3.3. Membrane Disruption and ROS Generation

The antibacterial mechanism of NPs or nanocomposites generally depends on their ability to disrupt the bacterial cell membrane, along with ROS production and are widely accepted antibacterial mechanisms to kill bacterial pathogens [41]. Hence, the possible antibacterial mechanism of the ZPBA nanocomposite was evaluated by SEM image analysis of the morphological changes in A. baumannii (Figure 4) after treatment with ZPBA. Compared to a smooth surface without membrane disruption of untreated A. baumannii cells (Figure 4a), ZPBA-treated A. baumannii cells (ATCC 19606) were more aggregated with a disrupted membrane structure (Figure 4b). The synergistic nature of the ZPBA nanocomposite can be attributed to its antibacterial potential, as BP [42], ZnO [43] and Ag [19] have their own membrane disruption ability. Since all the above materials are known to produce higher amounts of ROS species in bacterial killing as frequently reported [19,41], additionally, ROS production from different samples was measured against TIG-R (Figure 5). The results showed that all materials generated a higher amount of ROS than the control. As seen in Figure 5, the BP nanosheet or Ag incorporation into ZP retained ZP’s ability to produce ROS. However, the ROS production from the ZPBA nanocomposite was less than that of the other nanocomposites.

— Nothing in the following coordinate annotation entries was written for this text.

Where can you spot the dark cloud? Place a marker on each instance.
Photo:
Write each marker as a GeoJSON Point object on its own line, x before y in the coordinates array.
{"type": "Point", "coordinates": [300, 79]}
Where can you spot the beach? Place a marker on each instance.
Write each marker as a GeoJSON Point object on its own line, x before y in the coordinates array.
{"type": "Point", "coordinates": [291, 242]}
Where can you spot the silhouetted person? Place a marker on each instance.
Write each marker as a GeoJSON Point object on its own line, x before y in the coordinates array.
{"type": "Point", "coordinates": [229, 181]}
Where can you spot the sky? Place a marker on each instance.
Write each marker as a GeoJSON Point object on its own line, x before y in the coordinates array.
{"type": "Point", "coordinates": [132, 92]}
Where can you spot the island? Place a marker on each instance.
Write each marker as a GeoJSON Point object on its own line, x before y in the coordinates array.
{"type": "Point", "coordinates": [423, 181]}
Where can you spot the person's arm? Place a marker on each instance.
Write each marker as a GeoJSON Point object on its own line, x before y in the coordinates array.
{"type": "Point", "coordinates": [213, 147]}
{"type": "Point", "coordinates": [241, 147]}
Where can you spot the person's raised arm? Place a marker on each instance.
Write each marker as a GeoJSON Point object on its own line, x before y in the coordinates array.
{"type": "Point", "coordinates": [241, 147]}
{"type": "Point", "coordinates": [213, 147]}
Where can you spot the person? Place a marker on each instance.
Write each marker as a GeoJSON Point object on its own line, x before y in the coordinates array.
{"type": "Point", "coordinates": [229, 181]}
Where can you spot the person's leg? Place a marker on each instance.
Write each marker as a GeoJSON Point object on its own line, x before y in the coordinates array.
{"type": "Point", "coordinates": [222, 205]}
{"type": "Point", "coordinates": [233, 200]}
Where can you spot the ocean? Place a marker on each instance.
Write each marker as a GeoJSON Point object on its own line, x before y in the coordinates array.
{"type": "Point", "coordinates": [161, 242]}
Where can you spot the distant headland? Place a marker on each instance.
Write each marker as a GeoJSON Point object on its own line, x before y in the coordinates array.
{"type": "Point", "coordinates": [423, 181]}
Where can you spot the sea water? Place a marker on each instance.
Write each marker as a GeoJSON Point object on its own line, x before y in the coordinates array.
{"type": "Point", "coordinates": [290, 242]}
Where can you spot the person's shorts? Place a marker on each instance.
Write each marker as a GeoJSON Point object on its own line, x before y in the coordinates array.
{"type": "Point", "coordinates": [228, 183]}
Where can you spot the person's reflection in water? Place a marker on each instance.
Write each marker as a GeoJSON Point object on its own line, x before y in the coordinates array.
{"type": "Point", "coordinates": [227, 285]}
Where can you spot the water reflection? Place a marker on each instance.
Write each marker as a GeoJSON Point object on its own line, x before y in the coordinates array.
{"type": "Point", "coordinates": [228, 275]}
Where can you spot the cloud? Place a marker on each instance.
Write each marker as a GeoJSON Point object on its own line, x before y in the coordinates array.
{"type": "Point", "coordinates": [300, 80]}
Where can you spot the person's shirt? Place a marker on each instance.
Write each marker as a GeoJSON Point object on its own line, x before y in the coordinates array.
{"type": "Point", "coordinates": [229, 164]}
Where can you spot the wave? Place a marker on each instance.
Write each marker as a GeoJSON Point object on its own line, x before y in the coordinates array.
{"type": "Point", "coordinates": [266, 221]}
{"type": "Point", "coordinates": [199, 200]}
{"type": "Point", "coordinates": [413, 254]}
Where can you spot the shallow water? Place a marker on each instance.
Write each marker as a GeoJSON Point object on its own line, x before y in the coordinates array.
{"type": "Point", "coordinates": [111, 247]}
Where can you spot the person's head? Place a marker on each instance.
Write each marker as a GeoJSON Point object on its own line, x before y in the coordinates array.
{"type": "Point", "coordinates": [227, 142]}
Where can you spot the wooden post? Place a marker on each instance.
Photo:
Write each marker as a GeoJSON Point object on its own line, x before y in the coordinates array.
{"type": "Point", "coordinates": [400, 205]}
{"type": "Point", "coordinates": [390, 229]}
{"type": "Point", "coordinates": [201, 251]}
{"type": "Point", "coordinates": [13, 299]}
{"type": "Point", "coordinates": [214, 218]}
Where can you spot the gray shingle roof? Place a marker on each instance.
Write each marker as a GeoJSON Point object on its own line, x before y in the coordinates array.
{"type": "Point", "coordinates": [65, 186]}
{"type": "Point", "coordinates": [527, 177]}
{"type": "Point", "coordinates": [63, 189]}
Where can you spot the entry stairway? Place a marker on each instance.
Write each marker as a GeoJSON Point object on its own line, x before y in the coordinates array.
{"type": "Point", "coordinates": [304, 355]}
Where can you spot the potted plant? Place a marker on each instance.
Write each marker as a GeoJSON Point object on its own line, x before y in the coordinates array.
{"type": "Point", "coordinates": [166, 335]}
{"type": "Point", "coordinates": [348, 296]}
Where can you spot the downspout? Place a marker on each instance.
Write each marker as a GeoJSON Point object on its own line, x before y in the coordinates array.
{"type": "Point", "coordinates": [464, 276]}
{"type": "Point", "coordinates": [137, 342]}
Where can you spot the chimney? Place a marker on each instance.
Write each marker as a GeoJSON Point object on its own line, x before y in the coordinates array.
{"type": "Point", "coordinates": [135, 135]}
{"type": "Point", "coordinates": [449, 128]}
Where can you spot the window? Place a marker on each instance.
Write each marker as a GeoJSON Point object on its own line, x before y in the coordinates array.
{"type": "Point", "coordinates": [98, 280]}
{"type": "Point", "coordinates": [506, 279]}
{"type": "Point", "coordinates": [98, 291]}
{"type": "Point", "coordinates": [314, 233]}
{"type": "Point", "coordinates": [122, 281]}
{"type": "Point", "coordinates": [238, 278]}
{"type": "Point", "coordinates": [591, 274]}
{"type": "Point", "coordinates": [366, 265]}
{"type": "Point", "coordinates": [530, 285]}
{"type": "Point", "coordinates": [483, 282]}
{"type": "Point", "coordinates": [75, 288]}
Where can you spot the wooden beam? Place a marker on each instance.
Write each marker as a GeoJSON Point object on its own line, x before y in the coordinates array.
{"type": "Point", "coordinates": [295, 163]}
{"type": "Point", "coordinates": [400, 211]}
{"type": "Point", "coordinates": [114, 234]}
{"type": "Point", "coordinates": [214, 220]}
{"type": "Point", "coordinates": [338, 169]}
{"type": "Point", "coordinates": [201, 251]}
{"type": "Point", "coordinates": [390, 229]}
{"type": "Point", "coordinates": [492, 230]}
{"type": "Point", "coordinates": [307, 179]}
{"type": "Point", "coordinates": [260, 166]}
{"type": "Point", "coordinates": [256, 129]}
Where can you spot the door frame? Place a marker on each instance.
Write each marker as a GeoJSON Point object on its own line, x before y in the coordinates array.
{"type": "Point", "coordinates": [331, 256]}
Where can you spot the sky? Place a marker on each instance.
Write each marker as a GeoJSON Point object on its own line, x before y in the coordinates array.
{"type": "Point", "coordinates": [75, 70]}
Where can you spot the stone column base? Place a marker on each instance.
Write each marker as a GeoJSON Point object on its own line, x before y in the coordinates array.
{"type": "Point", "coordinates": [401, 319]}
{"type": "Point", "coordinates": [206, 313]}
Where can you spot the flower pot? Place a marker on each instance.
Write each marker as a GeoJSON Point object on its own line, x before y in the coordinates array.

This result cannot warrant that the higher antibacterial activity of ZPBA compared to the other nanocomposites mainly originated from ROS generation. The above results suggest that the combined action of ZPBA by membrane disruption and ROS generation is a potential mechanism to kill bacterial cells, although the exact mechanism of ZPBA’s selective action against TIG-R A. baumannii remains challenging.

4. Conclusions

In this study, we synthesized ZnO and Ag NPs immobilized on BP NS, referred to as ZPBA, using a low-temperature solution process. ZPBA showed excellent potential for antibacterial activity against critically detrimental pathogens to human health, i.e., A. baumannii strains. In particular, ZPBA is better for an A. baumannii strain that is resistant to tigecycline, last-resort antibiotics against A. baumannii infection, resulting in bacterial death through the combination of membrane disruption and ROS generation mechanism. The BP in ZPBA acted as a green reductant to synthesize Ag NP without the addition of any surfactant. This work highlights the potential of Ag NP and BP NS as synergistic components in ZPBA nanocomposite action against the killing of A. baumannii, especially the TIG-R strains.